Trump railed against the league and team owners last year for not punishing players who showed “total disrespect” for the American flag. In September, he suggested that those who kneel should lose their spots on NFL rosters.
"Wouldn't you love to see one of these NFL owners, when somebody disrespects our flag, to say, 'Get that son of a b---- off the field right now, he's fired,'" Trump said in a highly criticized speech in Alabama while stumping for then-U.S. Sen. Luther Strange. “You know, some owner's going to do that.”
Trump also told reporters that month that the league’s business “would go to hell” if something didn’t change.
The pressure was reportedly felt among the owners league wide.

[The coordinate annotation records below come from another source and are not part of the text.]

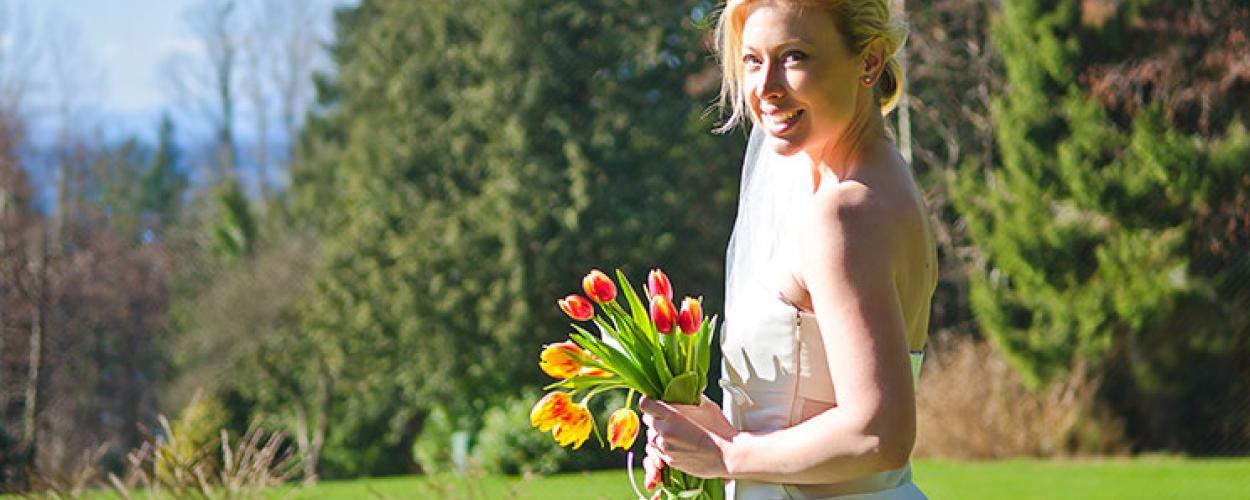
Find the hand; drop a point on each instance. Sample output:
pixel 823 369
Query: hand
pixel 691 439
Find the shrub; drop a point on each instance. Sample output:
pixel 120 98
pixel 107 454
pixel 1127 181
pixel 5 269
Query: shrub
pixel 971 404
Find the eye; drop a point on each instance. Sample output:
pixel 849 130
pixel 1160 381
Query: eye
pixel 794 56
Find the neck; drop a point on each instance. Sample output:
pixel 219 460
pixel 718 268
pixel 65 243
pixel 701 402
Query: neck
pixel 836 158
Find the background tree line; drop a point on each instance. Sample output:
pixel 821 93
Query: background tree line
pixel 464 164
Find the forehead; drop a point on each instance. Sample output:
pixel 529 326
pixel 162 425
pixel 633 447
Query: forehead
pixel 771 24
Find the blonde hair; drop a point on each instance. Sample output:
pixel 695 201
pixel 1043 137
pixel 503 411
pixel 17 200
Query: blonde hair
pixel 859 21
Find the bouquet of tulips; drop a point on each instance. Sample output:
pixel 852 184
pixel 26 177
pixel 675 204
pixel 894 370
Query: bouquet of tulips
pixel 655 350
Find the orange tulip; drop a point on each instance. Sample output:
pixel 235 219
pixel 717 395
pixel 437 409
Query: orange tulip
pixel 599 288
pixel 561 360
pixel 658 284
pixel 576 306
pixel 574 426
pixel 549 411
pixel 623 429
pixel 664 314
pixel 690 318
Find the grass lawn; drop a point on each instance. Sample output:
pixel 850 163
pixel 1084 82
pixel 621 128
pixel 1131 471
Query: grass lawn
pixel 1148 478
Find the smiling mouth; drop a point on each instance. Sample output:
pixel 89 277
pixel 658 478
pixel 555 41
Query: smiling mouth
pixel 783 121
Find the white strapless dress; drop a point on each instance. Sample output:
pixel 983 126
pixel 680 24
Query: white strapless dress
pixel 774 359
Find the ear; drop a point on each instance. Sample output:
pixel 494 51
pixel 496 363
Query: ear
pixel 874 61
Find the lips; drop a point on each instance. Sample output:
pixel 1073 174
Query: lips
pixel 779 123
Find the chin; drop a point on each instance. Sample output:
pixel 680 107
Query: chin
pixel 784 146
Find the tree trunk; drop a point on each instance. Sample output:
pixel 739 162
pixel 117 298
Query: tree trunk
pixel 30 424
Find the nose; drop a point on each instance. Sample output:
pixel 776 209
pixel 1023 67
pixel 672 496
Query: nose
pixel 773 84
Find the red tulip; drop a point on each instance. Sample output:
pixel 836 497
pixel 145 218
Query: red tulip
pixel 658 284
pixel 690 318
pixel 664 314
pixel 599 288
pixel 576 306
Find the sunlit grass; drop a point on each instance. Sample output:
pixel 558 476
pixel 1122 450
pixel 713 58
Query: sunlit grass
pixel 1148 478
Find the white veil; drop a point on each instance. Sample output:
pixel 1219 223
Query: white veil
pixel 770 189
pixel 766 201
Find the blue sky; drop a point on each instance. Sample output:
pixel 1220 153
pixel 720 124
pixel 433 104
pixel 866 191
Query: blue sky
pixel 124 44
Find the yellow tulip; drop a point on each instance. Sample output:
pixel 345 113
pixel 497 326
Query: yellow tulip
pixel 561 360
pixel 623 429
pixel 574 426
pixel 549 410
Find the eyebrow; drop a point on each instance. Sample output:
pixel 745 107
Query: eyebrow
pixel 790 41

NFL owners expressed their concerns in a secret meeting with players last fall, the New York Times reported. New England Patriots owner Robert Kraft, a noted Trump friend, was reportedly among those who were worried about how Trump’s attacks would affect the league.
“The problem we have is, we have a president who will use that as fodder to do his mission that I don't feel is in the best interests of America,” Kraft reportedly said in the meeting. “It's divisive and it's horrible.”
"Maybe they shouldn’t be in the country."
The protests led some to boycott watching NFL games last season and it appeared to have played a part in the NFL’s ratings. Television viewership fell 9.7 percent across all networks last season, according to Nielsen data. An average NFL game was watched by 1.6 million fewer people compared to last year, declining overall from 16.5 million to 14.9 million, ESPN reported.
Even with the ratings dip, the NFL still signed a $1.5 billion deal with Verizon to stream games across the wireless carrier’s platform, according to Recode. The NFL also reached a five-year, $3 billion deal to broadcast Thursday Night Football on Fox Sports, according to Reuters.